Question

Select the correct option(s) regarding $PMeF_2Cl_2$.(-Me is -$CH_3$)

• A. P-Cl bond length is longer than P-F bond length.
• B. Both fluorine atoms occupy axial position.
• C. P-Me bond has more s-character than P-Cl bond.
• D. Both chlorine atoms occupy axial position.

Answer 1

Answer: (A), (B), (C)

(A), (B), (C)

Answer 2

The molecule is $PMeF_2Cl_2$. Phosphorus is the central atom, bonded to one methyl group (-Me), two fluorine atoms (F), and two chlorine atoms (Cl). The total number of ligands is 5, so the electron geometry around phosphorus is trigonal bipyramidal.

In a trigonal bipyramidal geometry, there are two axial positions and three equatorial positions. According to Bent's Rule and the concept of apicophilicity, more electronegative substituents prefer to occupy axial positions, while less electronegative substituents, bulky groups, and groups that donate electron density into the bonding region (like groups forming bonds with more s-character) prefer equatorial positions. The order of apicophilicity (tendency to occupy axial positions) is generally F > Cl > Br > I > CN > OR > OAr > NR2 > NAr2 > Me > Ph > H.

In $PMeF_2Cl_2$, the ligands are F, Cl, and Me.
Electronegativity order: F > Cl > C (in Me).
Apicophilicity order: F > Cl > Me.

We have two axial positions and three equatorial positions.
The two most apicophilic ligands are the two F atoms.
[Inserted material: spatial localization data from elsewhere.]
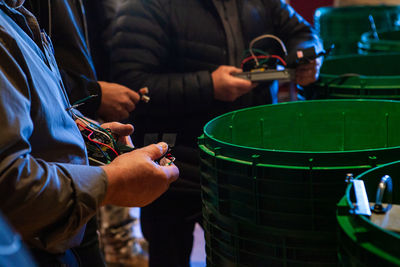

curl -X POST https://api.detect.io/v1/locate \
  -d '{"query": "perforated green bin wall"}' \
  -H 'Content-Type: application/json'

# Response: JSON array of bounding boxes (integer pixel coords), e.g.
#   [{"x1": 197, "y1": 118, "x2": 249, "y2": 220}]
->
[
  {"x1": 314, "y1": 5, "x2": 400, "y2": 56},
  {"x1": 308, "y1": 53, "x2": 400, "y2": 100},
  {"x1": 198, "y1": 100, "x2": 400, "y2": 266}
]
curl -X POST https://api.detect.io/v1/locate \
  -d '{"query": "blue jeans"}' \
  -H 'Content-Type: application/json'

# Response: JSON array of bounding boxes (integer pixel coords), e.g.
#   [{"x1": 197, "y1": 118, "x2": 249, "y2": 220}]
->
[{"x1": 31, "y1": 217, "x2": 105, "y2": 267}]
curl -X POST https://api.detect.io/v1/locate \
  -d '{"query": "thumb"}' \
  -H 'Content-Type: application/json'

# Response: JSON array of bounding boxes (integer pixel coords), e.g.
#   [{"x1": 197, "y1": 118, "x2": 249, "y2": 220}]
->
[
  {"x1": 102, "y1": 122, "x2": 134, "y2": 136},
  {"x1": 225, "y1": 66, "x2": 242, "y2": 74},
  {"x1": 140, "y1": 142, "x2": 168, "y2": 160},
  {"x1": 139, "y1": 87, "x2": 149, "y2": 95}
]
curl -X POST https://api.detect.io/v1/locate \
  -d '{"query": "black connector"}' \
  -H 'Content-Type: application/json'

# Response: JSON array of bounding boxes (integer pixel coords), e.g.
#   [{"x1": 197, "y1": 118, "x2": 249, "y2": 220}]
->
[{"x1": 155, "y1": 147, "x2": 176, "y2": 166}]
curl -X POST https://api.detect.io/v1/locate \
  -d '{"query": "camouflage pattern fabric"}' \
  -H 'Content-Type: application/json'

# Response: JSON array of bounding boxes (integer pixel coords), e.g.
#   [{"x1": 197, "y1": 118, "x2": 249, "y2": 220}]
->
[{"x1": 99, "y1": 206, "x2": 148, "y2": 266}]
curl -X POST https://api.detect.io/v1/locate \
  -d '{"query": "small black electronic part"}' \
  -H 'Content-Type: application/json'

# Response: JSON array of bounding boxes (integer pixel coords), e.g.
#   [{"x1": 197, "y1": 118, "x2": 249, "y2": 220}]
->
[
  {"x1": 155, "y1": 147, "x2": 176, "y2": 166},
  {"x1": 289, "y1": 45, "x2": 333, "y2": 68}
]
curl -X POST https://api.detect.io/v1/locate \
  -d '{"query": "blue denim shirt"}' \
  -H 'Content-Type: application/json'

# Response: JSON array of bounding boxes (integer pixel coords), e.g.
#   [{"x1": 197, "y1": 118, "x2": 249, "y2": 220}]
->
[{"x1": 0, "y1": 2, "x2": 107, "y2": 253}]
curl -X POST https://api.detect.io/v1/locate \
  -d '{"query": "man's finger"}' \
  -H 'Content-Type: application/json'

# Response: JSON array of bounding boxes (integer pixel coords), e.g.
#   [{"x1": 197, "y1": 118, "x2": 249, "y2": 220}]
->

They will preferentially occupy the two axial positions.
The remaining ligands are the two Cl atoms and the one Me group. These will occupy the three equatorial positions.
So, the structure of $PMeF_2Cl_2$ has the two fluorine atoms in axial positions, and the two chlorine atoms and the methyl group in equatorial positions.
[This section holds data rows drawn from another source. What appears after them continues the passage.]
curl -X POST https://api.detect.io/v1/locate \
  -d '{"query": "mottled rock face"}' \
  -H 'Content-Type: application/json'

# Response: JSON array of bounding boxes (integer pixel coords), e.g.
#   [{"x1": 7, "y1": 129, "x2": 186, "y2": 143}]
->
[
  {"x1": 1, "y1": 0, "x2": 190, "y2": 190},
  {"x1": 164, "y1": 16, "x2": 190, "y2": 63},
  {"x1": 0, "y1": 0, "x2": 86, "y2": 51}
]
Let's evaluate the given options based on this structure:

(A) P-Cl bond length is longer than P-F bond length.
The P-Cl bonds are equatorial, and the P-F bonds are axial.
In a trigonal bipyramid, axial bonds are generally longer than equatorial bonds due to increased p-character in the hybrid orbitals forming the axial bonds and increased repulsion from equatorial ligands. So, P-F (axial) bond length is expected to be longer than P-F (equatorial) bond length, and P-Cl (axial) bond length is expected to be longer than P-Cl (equatorial) bond length.
However, we are comparing P-Cl bond length with P-F bond length. The intrinsic single bond lengths are approximately P-F ~ 156 pm and P-Cl ~ 204 pm. The difference in bond length due to axial vs equatorial position is typically smaller than the difference due to the identity of the bonded atoms.
For example, in $PCl_5$, P-Cl (axial) ~ 214 pm, P-Cl (equatorial) ~ 202 pm. In $PF_5$, P-F (axial) ~ 158 pm, P-F (equatorial) ~ 153 pm.
In $PMeF_2Cl_2$, we have P-F (axial) and P-Cl (equatorial).
Based on typical values, P-F (axial) ~ 158 pm and P-Cl (equatorial) ~ 202 pm.
Comparing these values, P-Cl bond length (~202 pm) is significantly longer than P-F bond length (~158 pm).
Therefore, option (A) is correct.

(B) Both fluorine atoms occupy axial position.
This is consistent with our structural prediction based on apicophilicity and Bent's rule. Fluorine is the most electronegative and most apicophilic ligand among F, Cl, and Me, and thus prefers the axial positions.
Therefore, option (B) is correct.

(C) P-Me bond has more s-character than P-Cl bond.
Both the P-Me bond and the P-Cl bonds are in the equatorial plane. The equatorial bonds are formed using hybrid orbitals with more s-character than the axial bonds.
According to Bent's Rule, hybrid orbitals with more s-character are directed towards less electronegative substituents.
In the equatorial plane, the ligands are Me and Cl. Electronegativity: Cl > C (in Me).
The P-Me bond is formed with the less electronegative methyl group, and the P-Cl bonds are formed with the more electronegative chlorine atoms.
Therefore, the hybrid orbital used by phosphorus to form the P-Me bond will have more s-character than the hybrid orbitals used to form the P-Cl bonds in the equatorial plane.
Thus, option (C) is correct.

(D) Both chlorine atoms occupy axial position.
This contradicts our structural prediction where both F atoms occupy axial positions because F is more apicophilic than Cl. The Cl atoms occupy equatorial positions.
Therefore, option (D) is incorrect.

Based on the analysis, options (A), (B), and (C) are correct.